Print version ISSN 0872-671X

Medicina Interna vol.26 no.1 Lisboa Mar. 2019

https://doi.org/10.24950/rspmi/opiniao/SA/1/2019 

ARTIGOS DE OPINIÃO / OPINION ARTICLES

Ensaio Sobre a Solução para o SNS: Em Apenas 5 Pontos!

National Health Service Solution Essay: In Only 5 Points!

 

Sofia Amálio
https://orcid.org/0000-0002-4336-9161

 

Serviço de Medicina Interna 1, Centro Hospitalar Universitário do Algarve, Faro, Portugal

Correspondência

 

Palavras-chave:Medicina Interna; Pessoal de Saúde; Prestação de Cuidados de Saúde; Programas Nacionais de Saúde

 


 

Keywords:Delivery of Health Care; Health Personnel; Internal Medicine; National Health Programs

 


 

O rascunho que vos apresento do que me vai na alma não pretende ser tecnicista ou político.
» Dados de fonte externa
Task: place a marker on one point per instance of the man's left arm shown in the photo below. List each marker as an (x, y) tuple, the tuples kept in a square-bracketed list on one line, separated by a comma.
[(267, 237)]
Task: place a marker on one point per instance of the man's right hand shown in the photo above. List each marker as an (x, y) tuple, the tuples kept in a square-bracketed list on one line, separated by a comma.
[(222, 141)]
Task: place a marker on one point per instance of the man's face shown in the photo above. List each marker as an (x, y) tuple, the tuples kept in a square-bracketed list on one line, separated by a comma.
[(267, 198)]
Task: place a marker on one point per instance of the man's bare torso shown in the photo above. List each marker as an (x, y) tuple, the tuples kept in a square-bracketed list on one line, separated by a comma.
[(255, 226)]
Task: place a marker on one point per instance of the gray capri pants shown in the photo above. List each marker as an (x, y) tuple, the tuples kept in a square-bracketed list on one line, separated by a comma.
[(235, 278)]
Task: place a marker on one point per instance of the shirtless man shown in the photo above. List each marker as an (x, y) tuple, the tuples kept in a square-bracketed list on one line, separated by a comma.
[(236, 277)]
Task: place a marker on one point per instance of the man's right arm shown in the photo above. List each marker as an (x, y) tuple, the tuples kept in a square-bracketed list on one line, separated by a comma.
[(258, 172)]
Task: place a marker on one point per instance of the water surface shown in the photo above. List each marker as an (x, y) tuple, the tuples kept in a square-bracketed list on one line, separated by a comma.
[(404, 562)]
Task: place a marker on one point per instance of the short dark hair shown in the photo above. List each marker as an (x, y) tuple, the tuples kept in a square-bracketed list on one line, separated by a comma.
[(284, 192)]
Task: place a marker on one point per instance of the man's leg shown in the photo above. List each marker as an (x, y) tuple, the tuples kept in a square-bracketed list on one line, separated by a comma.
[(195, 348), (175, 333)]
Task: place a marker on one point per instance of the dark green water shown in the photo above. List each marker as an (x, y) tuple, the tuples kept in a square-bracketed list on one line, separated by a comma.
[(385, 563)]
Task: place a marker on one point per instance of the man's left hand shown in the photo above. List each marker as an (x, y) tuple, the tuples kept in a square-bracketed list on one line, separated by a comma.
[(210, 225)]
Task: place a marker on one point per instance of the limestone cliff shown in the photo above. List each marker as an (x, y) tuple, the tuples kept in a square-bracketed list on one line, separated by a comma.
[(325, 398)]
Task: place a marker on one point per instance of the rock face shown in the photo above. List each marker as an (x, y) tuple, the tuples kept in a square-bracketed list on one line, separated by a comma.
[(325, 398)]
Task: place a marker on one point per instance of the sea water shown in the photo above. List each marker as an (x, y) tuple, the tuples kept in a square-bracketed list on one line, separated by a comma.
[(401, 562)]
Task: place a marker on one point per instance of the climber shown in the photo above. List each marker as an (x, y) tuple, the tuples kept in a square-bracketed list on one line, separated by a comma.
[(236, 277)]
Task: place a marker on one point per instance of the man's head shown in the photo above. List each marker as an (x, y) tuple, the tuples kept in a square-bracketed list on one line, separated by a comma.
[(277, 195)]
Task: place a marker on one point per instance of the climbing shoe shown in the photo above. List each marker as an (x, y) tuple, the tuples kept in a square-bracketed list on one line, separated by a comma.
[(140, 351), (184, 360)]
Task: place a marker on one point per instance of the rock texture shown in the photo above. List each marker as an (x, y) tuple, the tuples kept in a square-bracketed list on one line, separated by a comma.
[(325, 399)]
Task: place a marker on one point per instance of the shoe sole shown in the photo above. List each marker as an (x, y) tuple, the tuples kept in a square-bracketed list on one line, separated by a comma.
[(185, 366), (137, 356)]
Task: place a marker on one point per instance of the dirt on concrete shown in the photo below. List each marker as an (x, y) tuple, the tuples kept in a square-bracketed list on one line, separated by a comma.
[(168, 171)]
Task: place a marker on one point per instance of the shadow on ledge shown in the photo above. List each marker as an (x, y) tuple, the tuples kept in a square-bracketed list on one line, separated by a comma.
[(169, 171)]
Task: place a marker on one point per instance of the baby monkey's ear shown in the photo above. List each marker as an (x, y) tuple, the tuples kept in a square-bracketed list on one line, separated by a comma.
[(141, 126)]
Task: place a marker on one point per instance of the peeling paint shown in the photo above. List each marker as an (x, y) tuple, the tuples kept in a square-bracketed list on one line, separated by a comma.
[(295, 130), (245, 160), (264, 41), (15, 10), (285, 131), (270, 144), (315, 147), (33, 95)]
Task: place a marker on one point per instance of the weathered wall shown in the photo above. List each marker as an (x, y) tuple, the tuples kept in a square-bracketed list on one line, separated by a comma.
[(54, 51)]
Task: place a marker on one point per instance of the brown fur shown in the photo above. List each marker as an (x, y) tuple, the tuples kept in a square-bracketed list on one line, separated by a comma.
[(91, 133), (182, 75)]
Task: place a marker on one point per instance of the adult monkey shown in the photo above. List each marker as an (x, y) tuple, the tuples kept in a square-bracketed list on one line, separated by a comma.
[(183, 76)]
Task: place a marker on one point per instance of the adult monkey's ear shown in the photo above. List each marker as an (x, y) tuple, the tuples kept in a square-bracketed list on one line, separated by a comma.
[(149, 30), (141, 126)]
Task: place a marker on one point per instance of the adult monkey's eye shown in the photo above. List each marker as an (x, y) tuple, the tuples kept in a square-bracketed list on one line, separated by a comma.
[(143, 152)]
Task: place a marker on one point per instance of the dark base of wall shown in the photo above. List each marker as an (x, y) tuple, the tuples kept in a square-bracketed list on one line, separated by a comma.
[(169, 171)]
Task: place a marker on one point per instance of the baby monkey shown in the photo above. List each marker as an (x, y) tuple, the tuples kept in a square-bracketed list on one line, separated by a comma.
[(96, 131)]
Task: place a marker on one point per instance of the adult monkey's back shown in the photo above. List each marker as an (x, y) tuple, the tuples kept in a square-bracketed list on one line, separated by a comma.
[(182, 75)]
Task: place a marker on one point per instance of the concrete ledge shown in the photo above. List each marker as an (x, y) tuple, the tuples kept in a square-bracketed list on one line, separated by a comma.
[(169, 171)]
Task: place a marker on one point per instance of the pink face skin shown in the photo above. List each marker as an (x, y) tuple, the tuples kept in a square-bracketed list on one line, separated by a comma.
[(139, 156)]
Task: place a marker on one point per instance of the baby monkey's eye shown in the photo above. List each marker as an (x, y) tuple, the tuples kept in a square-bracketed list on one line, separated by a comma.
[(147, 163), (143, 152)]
Também não vou inventar a roda ou dizer algo de extraordinariamente novo. Os pontos que se seguem são apenas o escrevinhar de alguém que, estando no terreno, se sente no deserto e vê lá ao fundo uma miragem, trémula e enevoada, como qualquer miragem, do que podia ser o oásis do problema.

1. Fora do Hospital

Este esboço de plano para o Serviço Nacional de Saúde (SNS) inicia-se pelo ponto que, podendo parecer de pormenor, é talvez o mais importante. Grande parte da solução poderá estar fora dos muros dos hospitais.

Hospitais de dia abertos para a rua e de acesso fácil, retirariam doentes dos internamentos e serviços de urgência economizando demoras médias.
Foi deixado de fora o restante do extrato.